Depuis des années, les amateurs de romans policiers de qualité suivent les enquêtes d’Erlandur le taciturne et de la commissaire Marion Briem dans l’Islande d’aujourd’hui. Arnaldur Indridason cède-t-il à la mode du préquel en proposant de suivre les débuts de son héros dans la police ? Mais, quelle qu’en soit la raison, l’auteur, avec Les nuits de Reykjavik, offre un roman passionnant.
Accompagné de deux étudiants en droit qui ont trouvé là un job d’été, Erlandur, nouvellement affecté à la police de proximité, patrouille de nuit. Ils sont essentiellement confrontés à des accidents, des bagarres dus à l’ivresse. Il pense qu’il y a un an, il repêchait le corps d’Hannibal, un clochard, dans des tourbières. Il connaissait celui-ci l’ayant côtoyé quelque peu et secouru lors de l’hiver précédent. L’enquête, rapide, avait conclu à une noyade sous l’emprise de l’alcool. Pourtant, ce clochard se sentait en danger. Il disait qu’on avait tenté de l’assassiner en mettant le feu dans le réduit où il trouvait refuge pour cuver et dormir.

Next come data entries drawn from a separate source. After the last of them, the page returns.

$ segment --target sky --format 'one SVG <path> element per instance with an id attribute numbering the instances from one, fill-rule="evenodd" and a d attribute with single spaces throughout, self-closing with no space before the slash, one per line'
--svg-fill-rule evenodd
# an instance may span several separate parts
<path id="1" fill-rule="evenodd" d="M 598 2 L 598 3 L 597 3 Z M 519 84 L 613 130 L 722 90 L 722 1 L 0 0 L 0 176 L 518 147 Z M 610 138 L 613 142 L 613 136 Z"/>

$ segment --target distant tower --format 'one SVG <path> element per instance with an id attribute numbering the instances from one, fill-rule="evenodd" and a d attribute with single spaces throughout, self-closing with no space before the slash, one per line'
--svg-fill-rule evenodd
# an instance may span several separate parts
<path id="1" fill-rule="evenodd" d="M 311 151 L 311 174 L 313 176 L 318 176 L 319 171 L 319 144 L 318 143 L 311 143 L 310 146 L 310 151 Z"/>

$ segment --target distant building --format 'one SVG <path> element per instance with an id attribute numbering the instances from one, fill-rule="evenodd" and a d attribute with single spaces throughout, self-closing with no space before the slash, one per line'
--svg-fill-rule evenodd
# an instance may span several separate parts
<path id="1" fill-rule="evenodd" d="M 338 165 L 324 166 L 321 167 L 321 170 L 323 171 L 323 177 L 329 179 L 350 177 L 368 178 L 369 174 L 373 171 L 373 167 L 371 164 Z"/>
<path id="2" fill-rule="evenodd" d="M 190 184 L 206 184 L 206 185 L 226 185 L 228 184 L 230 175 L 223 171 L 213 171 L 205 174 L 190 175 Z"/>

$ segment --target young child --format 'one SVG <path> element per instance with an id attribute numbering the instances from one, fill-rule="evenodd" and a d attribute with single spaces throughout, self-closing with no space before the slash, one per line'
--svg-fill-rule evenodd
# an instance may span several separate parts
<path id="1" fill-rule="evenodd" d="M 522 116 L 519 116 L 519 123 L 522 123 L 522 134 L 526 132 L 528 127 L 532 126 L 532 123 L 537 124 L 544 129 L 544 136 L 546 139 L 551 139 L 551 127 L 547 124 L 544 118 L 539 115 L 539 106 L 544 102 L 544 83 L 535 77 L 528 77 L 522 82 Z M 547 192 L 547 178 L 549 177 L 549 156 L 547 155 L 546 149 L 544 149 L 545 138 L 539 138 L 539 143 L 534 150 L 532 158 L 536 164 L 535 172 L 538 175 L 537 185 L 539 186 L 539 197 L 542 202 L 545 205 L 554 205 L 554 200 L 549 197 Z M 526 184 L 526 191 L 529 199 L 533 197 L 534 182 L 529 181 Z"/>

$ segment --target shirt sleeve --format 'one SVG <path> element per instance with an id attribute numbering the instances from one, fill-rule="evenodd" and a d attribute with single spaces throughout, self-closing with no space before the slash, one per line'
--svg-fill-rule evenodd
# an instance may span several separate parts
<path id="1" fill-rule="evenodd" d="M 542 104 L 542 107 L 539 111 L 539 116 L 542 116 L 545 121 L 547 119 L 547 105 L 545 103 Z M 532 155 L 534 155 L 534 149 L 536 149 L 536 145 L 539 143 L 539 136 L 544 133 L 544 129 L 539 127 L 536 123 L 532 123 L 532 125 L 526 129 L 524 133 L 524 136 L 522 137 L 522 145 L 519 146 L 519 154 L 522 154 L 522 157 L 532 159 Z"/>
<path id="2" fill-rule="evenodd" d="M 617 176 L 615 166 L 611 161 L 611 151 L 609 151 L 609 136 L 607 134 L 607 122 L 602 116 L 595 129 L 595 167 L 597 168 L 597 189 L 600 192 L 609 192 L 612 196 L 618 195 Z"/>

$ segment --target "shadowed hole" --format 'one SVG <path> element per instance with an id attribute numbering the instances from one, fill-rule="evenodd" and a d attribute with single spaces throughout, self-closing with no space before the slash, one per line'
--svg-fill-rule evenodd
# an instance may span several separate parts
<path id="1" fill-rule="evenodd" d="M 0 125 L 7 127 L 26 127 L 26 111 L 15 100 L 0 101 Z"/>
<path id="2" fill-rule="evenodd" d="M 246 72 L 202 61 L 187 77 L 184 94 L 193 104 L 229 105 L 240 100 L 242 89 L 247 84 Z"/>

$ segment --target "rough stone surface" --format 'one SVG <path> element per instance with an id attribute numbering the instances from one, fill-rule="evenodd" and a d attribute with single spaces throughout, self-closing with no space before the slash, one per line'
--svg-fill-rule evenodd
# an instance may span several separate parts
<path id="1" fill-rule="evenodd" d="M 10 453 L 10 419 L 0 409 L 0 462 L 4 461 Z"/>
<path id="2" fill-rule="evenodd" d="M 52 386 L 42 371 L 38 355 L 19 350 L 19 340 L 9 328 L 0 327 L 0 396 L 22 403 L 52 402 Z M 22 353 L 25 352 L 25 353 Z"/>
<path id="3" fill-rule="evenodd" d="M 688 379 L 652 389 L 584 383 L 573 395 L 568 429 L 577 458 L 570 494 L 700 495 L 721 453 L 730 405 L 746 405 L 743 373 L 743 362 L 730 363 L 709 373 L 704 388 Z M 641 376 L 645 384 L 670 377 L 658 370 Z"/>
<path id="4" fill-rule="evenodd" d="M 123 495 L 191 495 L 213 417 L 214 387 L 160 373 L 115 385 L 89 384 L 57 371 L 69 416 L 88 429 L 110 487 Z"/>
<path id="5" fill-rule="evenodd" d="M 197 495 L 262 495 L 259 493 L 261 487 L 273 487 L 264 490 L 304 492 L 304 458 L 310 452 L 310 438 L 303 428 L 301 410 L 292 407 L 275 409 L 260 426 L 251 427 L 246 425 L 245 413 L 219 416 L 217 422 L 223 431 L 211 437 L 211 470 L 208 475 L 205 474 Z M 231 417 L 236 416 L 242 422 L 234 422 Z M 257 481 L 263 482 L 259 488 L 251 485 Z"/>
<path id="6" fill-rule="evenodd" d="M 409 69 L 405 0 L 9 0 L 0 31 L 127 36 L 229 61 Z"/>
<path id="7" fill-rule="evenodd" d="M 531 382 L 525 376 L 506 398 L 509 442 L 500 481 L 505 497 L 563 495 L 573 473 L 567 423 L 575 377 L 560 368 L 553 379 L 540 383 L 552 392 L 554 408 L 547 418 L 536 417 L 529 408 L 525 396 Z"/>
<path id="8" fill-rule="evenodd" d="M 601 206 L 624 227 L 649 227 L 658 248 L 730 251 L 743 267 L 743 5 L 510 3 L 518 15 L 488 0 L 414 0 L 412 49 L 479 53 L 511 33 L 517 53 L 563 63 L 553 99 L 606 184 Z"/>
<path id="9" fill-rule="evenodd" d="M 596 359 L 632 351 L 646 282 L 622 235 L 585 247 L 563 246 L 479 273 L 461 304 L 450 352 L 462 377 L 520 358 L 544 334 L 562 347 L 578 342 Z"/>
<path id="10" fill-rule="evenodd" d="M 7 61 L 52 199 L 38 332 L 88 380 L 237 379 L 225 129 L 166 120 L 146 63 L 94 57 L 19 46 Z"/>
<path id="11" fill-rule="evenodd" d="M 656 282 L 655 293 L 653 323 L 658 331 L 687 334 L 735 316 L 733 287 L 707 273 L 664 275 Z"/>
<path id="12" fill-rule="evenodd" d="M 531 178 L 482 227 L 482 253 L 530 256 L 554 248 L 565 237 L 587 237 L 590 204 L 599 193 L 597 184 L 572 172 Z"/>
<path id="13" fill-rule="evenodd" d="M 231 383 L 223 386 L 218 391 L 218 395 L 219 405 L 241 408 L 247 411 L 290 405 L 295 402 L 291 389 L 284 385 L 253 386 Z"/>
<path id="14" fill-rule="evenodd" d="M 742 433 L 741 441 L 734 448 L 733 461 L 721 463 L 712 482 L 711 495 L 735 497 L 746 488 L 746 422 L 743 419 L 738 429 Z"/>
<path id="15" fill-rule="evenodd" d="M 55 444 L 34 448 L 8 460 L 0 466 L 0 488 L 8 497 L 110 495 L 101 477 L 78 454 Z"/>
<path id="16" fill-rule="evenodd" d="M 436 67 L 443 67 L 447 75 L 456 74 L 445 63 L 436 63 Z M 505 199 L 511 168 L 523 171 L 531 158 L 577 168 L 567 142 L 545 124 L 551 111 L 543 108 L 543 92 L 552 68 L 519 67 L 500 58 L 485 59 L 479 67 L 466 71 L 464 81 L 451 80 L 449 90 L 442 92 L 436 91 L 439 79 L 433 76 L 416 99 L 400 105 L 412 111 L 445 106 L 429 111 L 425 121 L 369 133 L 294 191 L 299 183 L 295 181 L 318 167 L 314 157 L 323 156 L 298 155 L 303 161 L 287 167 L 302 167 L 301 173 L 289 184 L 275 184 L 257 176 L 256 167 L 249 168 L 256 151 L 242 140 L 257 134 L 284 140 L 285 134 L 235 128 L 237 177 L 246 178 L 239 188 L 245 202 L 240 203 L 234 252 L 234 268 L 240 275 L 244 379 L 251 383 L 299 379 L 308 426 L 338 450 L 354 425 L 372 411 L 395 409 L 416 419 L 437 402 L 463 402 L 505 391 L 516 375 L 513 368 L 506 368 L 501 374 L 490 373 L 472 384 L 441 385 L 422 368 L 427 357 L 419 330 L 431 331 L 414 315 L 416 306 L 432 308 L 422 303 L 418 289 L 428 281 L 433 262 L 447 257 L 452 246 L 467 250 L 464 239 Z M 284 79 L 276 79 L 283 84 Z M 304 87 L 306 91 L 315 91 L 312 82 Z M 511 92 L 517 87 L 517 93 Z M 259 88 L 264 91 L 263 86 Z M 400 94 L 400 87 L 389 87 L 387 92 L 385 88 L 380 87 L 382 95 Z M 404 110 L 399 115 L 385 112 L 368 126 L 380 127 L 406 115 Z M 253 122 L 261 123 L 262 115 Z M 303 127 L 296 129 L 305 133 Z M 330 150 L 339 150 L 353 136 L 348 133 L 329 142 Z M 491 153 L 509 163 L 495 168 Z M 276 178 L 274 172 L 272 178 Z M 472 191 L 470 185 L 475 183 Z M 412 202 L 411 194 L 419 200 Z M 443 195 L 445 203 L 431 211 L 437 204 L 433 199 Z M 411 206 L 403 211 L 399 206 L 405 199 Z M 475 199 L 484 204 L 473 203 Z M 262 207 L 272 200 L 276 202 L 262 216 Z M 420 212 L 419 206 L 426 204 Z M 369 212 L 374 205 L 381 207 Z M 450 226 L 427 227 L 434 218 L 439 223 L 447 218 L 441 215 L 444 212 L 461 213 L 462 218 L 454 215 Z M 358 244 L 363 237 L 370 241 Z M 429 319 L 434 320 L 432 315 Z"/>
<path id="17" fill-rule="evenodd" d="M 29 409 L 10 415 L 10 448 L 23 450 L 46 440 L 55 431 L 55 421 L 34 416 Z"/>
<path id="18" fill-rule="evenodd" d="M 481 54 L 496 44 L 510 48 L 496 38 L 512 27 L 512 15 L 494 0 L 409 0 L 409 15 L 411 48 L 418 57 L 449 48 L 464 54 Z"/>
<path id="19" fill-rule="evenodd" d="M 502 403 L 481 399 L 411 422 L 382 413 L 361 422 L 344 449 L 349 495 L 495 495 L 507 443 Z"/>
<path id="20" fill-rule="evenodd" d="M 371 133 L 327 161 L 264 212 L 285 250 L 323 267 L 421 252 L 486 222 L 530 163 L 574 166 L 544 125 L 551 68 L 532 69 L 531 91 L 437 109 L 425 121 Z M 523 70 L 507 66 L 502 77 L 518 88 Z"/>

Dès son entrée dans la police, Erlandur fréquente les archives et s’intéresse à des disparitions inexpliquées. Il remarque ainsi deux cas qui retiennent son attention, ceux d’une collégienne et d’une employée d’agence. Mais c’est surtout la mort d’Hannibal qui occupe ses pensées. Il commence alors, à titre personnel, une enquête. Il rencontre deux frères, ceux que le clochard craignait. Ceux-ci se présentent, cependant, comme ses sauveurs lors de l’incendie du local. Il contacte la sœur du clochard, la femme qui partageait épisodiquement sa vie, des compagnons de la rue qui ont pu échanger avec lui. Peu à peu, Erlandur acquiert la conviction que sa mort n’a rien d’accidentelle…
Les patrouilles de nuit du héros donnent l’occasion d’explorer un aspect de Reykjavik peu connu des touristes, mais un aspect qui se retrouve dans toutes les cités importantes, dans tous les lieux où se concentre une large population. Sur les pas de son personnage, Arnaldur Indridason décrit une population qui fait un usage intensif de boissons fortes et les conséquences induites comme les bagarres, les accidents de la route, les violences conjugales et les divers trafics autour de l’alcool. L’auteur s’attache surtout, dans son intrigue, au milieu des clochards, des SDF qui hantent la ville et ses environs.
À travers quelques personnages aux profils psychologiques d’une grande finesse, il évoque l’existence de ces exclus, volontaires ou non, de la société, leurs moyens de subsistance, leurs refuges, officiels ou non. Avec Hannibal, le romancier dépeint un homme porteur d’une lourde responsabilité qui refuse tout soutien, toute compassion. Il explicite les motivations d’Erlandur pour la recherche des personnes disparues, les raisons de son acharnement à découvrir la vérité sur la mort d’Hannibal.
L’auteur propose une intrigue où la quête de la vérité suit un chemin chaotique, erratique, prenant des directions diverses dictées par les témoignages, les bribes d’informations que l’enquêteur peut saisir. Il lui faut remonter différentes pistes dont beaucoup aboutiront à une impasse, déboucheront sur d’autres réalités, avant de se rapprocher de la vérité. L’auteur illustre magnifiquement, avec ce récit, le travail de fourmi que doivent mener des détectives, en ratissant large pour découvrir des raisons, des causes et des explications à des événements, à des actes.
L’action se situe en 1974, l’année du 1100e anniversaire de la colonisation de l’Islande. Arnaldur Indridason fait revivre cette période, les oppositions entre les courants de pensées traditionnalistes ou avant-gardistes. Il s’interroge, avec son héros, sur l’ouverture vers une société se calquant sur celle de l’Amérique du Nord. C’est, par exemple, le combat entre la pizza, la restauration rapide contre les plats usuels de l’Islande tels que le poisson bouilli accompagné de pommes de terre ou des joues de moutons grillées.
Avec ce livre, Arnaldur Indridason livre des clés sur la psychologie de son héros, signe une intrigue superbement menée jusqu’à une conclusion surprenante et brosse, en fin sociologue, les prémices d’une société dont les travers n’iront qu’en s’amplifiant. Un véritable régal de lecture.
serge perraud
Arnaldur Indridason, Les nuits de Reykjavik (Reykjavikurnӕtur), traduit de l’islandais par Éric Boury, Métailié noir, février 2015, 264 p. – 19,00 €.